The brightest explosions in the cosmos, gamma-ray bursts enable astronomers to detect powerful gamma rays for brief periods of time. Gamma-ray bursts can be categorised as short or long, with extended bursts occurring when large stars die. This is why they offer hints about how the cosmos has evolved.
Gamma-ray bursts emit gamma rays as well as radio waves, optical lights, and X-rays. The entire explosion energy can be determined by simply combining all of the emitted energy when the conversion efficiency, or ratio of explosion energy to emitted energy, is high. Measuring the released energy alone is insufficient, however, when the conversion efficiency is low or unknowable.
Now, a group of astrophysicists has achieved measuring the hidden energy of a gamma-ray burst using light polarization. The team was led by Dr. Yuji Urata from the National Central University in Taiwan and MITOS Science CO., LTD and Professor Kenji Toma from Tohoku University’s Frontier Research Institute for Interdisciplinary Sciences (FRIS).
Knowing the measurements of the progenitor star’s true masses will help in understanding the evolutionary history of the universe.
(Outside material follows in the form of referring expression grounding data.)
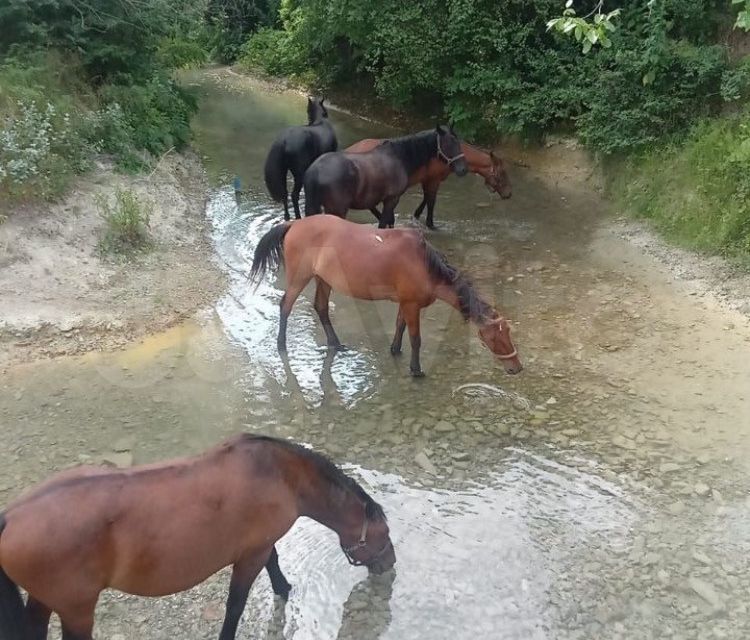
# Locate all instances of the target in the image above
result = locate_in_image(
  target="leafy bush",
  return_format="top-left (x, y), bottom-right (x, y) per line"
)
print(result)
top-left (98, 187), bottom-right (152, 255)
top-left (241, 0), bottom-right (733, 152)
top-left (611, 109), bottom-right (750, 259)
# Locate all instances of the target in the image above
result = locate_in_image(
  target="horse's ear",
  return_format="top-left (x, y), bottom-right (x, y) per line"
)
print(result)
top-left (490, 150), bottom-right (497, 161)
top-left (308, 96), bottom-right (313, 104)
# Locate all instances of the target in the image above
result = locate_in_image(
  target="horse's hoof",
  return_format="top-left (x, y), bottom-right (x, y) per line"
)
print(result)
top-left (390, 346), bottom-right (402, 356)
top-left (330, 343), bottom-right (348, 352)
top-left (410, 368), bottom-right (425, 378)
top-left (275, 582), bottom-right (292, 600)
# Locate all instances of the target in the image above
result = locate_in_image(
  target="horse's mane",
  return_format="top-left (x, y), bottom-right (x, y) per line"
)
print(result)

The first stars in the universe could be discovered if we can detect their long gamma-ray bursts.
Professor Kenji Toma
Details of their findings were published in the journal Nature Astronomy on December 8, 2022.
When an electromagnetic wave oscillates in only one direction, it is said to be polarized. Although stars don’t emit polarized light, they do reflect polarized light. Polarization is a common technique used to reduce glare from light sources moving in a single direction. Examples of these products include sunglasses and light shields.
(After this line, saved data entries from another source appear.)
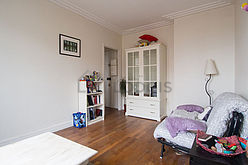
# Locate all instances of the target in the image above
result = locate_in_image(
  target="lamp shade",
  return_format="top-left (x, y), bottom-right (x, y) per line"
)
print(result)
top-left (204, 59), bottom-right (218, 75)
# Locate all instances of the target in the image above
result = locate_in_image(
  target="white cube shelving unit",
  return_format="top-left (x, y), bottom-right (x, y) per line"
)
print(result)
top-left (78, 80), bottom-right (105, 126)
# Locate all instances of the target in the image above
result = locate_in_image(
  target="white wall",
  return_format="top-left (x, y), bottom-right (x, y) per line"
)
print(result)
top-left (174, 5), bottom-right (235, 107)
top-left (122, 25), bottom-right (174, 114)
top-left (235, 0), bottom-right (248, 99)
top-left (122, 6), bottom-right (236, 112)
top-left (0, 0), bottom-right (121, 146)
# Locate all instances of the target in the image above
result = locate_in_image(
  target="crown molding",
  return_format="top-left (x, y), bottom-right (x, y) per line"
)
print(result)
top-left (50, 0), bottom-right (122, 34)
top-left (50, 0), bottom-right (232, 35)
top-left (122, 20), bottom-right (174, 35)
top-left (163, 0), bottom-right (232, 20)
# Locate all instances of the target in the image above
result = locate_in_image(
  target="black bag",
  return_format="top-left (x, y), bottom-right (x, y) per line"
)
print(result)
top-left (224, 111), bottom-right (244, 137)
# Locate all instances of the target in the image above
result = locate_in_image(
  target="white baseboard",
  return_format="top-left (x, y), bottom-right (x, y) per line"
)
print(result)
top-left (0, 120), bottom-right (72, 147)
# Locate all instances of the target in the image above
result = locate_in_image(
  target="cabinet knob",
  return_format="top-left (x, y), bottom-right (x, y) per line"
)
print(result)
top-left (150, 104), bottom-right (155, 106)
top-left (150, 112), bottom-right (155, 114)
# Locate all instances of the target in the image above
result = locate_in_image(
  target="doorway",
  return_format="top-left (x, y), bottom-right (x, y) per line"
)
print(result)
top-left (104, 47), bottom-right (119, 111)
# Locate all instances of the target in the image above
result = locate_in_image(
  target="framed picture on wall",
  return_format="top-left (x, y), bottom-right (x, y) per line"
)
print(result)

Measuring the degree of polarization is referred to as polarimetry. It is more difficult to measure a celestial object’s polarimetry in astrophysical investigations than its brightness. But it offers valuable information on the physical conditions of objects.
The team looked at a gamma-ray burst which occurred on December 21, 2019 (GRB191221B). Using the Very Large Telescope of the European Southern Observatory and Atacama Large Millimeter/submillimeter Array some of the world’s most advanced optical and radio telescopes they calculated the polarimetry of fast-fading emissions from GRB191221B. The optical and radio polarizations were then successfully measured at the same time, and it was discovered that the radio polarization degree was much lower than the optical one.
“This difference in polarization at the two wavelengths reveals detailed physical conditions of the gamma-ray burst’s emission region,” said Toma. “In particular, it allowed us to measure the previously unmeasurable hidden energy.”
The scientists discovered that the overall energy was around 3.5 times larger than anticipated after accounting for the hidden energy.
Being able to measure this quantity has significant implications for calculating the masses of stars since the explosion energy represents the gravitational energy of the progenitor star.
“Knowing the measurements of the progenitor star’s true masses will help in understanding the evolutionary history of the universe,” added Toma. “The first stars in the universe could be discovered if we can detect their long gamma-ray bursts.”